When Henry Sutpen is grown (or almost grown), he goes away to college in Oxford, Mississippi. There he meets and becomes good friends with one Charles Bon. Charles is older and more worldly-wise and sophisticated than Henry. (Henry is clearly infatuated with Charles Bon. Faulkner later suggests more than just simple friendship between the two, especially on Henry’s part.) When Henry writes home about Charles Bon, his mother immediately sees Charles as a likely husband for Judith. Charles visits the Sutpen home with Henry on more than one occasion. His interest in Judith seems perfunctory. Will he propose to her or won’t he? We learn later a dark secret about Charles Bon, which I won’t reveal here, and that his association with the Sutpen family is part of an elaborate scheme of revenge. This element of the story drives the narrative for much of the second half of the novel.

The Civil War obtrudes upon the lives of the characters.
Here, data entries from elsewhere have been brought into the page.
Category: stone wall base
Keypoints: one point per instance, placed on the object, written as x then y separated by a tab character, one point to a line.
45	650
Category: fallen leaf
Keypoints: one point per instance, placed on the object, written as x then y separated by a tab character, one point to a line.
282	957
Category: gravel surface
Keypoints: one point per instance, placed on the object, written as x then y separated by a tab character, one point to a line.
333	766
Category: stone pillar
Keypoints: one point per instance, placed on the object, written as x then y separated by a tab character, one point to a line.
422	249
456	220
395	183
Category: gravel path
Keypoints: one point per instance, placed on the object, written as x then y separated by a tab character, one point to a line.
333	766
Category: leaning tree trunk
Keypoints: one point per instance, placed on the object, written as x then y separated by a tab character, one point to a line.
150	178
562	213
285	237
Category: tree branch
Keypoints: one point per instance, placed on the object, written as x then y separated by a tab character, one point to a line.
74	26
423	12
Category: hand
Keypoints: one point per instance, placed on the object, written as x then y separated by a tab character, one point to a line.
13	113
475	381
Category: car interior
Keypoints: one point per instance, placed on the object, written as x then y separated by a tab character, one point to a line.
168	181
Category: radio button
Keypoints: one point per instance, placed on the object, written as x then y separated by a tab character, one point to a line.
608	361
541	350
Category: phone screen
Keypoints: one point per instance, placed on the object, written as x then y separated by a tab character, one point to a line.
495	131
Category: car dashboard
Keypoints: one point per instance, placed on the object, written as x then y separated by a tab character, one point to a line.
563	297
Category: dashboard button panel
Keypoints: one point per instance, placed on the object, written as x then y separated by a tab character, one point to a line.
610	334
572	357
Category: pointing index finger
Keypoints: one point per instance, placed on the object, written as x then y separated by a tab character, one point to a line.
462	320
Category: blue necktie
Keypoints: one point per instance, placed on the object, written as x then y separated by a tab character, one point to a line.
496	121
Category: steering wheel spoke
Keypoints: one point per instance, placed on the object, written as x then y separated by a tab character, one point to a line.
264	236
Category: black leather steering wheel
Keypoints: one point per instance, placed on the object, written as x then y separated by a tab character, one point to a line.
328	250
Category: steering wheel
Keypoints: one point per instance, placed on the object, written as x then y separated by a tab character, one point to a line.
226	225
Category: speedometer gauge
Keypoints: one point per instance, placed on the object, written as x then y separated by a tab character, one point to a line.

The three principal male characters (Thomas Sutpen, Henry Sutpen, Charles Bon) all find themselves in battle. (Thomas Sutpen achieves the rank of colonel.) The war, of course, doesn’t turn out the way many Southerners hoped it would or expected it would. (Faulkner points out that the Southern army had the highest mortality rate of any army in history.) The men who survive, defeated not only in war but also in spirit, return home starving and in tatters to discover that everything they loved or cared about has been swept away. It is this defeat that is subtext to everything else.

Absalom, Absalom (the name derives from a character in the Bible) is a dark story, full of revenge, incest (or almost incest), miscegenation, family secrets, hubris, intentions gone awry, class distinction, loss and suffering. There’s no redemption for anybody, no life-affirming conclusion. Nobody writes about these things (or about the South) the way Faulkner does.